= Arlene Saunders =

American opera singer (1930–2020)

Arlene Saunders (Cleveland, October 5, 1930 – April 17, 2020) was an American spinto soprano opera singer. After making her operatic debut as Rosalinde von Eisenstein, in Die Fledermaus, with the National Opera Company in 1958, she made her first appearance with the New York City Opera in 1961, as Giorgetta in Il tabarro (conducted by Julius Rudel). With that company, she soon sang in Carmen (as Micaëla), La bohème (as Mimì), Louise (opposite Norman Treigle as the Père), Die lustige Witwe and Don Giovanni (as Donna Elvira).

In 1964, Saunders began a relationship with the Hamburg State Opera, with whom she made films of Le nozze di Figaro (as the Contessa, 1967), Der Freischütz (1968), and Die Meistersinger (with Giorgio Tozzi and Richard Cassilly, 1970). With the company she also created the part of the music teacher in the world premiere of Gian Carlo Menotti's Help, Help, the Globolinks! in 1968 (which was filmed the following year). For RCA, she recorded Il re pastore (with Lucia Popp and Reri Grist), in 1967. In 1971, she created the title role in Ginastera's Beatrix Cenci, which she repeated at the City Opera in 1973. She sang at the Metropolitan Opera in 1976, as Eva in Die Meistersinger, and in 1978, the soprano returned to the City Opera for La fanciulla del West. She also appeared at Milan, London (Covent Garden), Paris, Vienna, Rome, Leeds (Senta in 1979) and Buenos Aires.
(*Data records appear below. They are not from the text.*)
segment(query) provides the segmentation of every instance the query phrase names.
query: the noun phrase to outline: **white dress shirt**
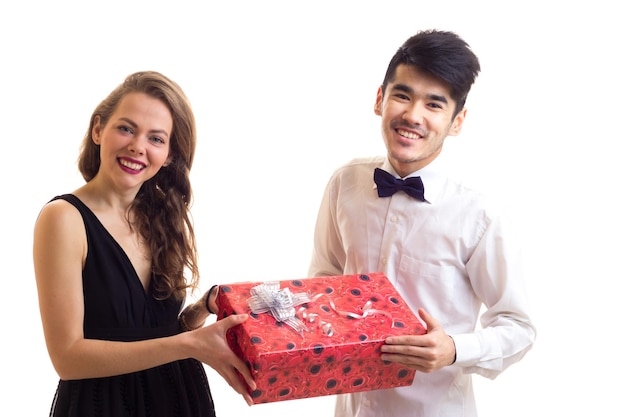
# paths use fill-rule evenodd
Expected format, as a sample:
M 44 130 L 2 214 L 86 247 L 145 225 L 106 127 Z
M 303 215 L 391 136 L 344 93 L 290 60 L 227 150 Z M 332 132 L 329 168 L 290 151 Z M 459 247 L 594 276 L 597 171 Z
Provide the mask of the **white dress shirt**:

Saunders appeared on the January 8, 1962 episode of the CBS gameshow To Tell the Truth, posing as an imposter for a dog trainer.

In 1967, Saunders was named a Kammersängerin, in Hamburg. In 1985 she gave her Farewell as the Marschallin in Der Rosenkavalier, at the Teatro Colón. In 1986, she married Raymond Adrian Raskin of New York and Santa Fe.

She died in New York City on April 17, 2020, at the age of eighty-nine, from COVID-19.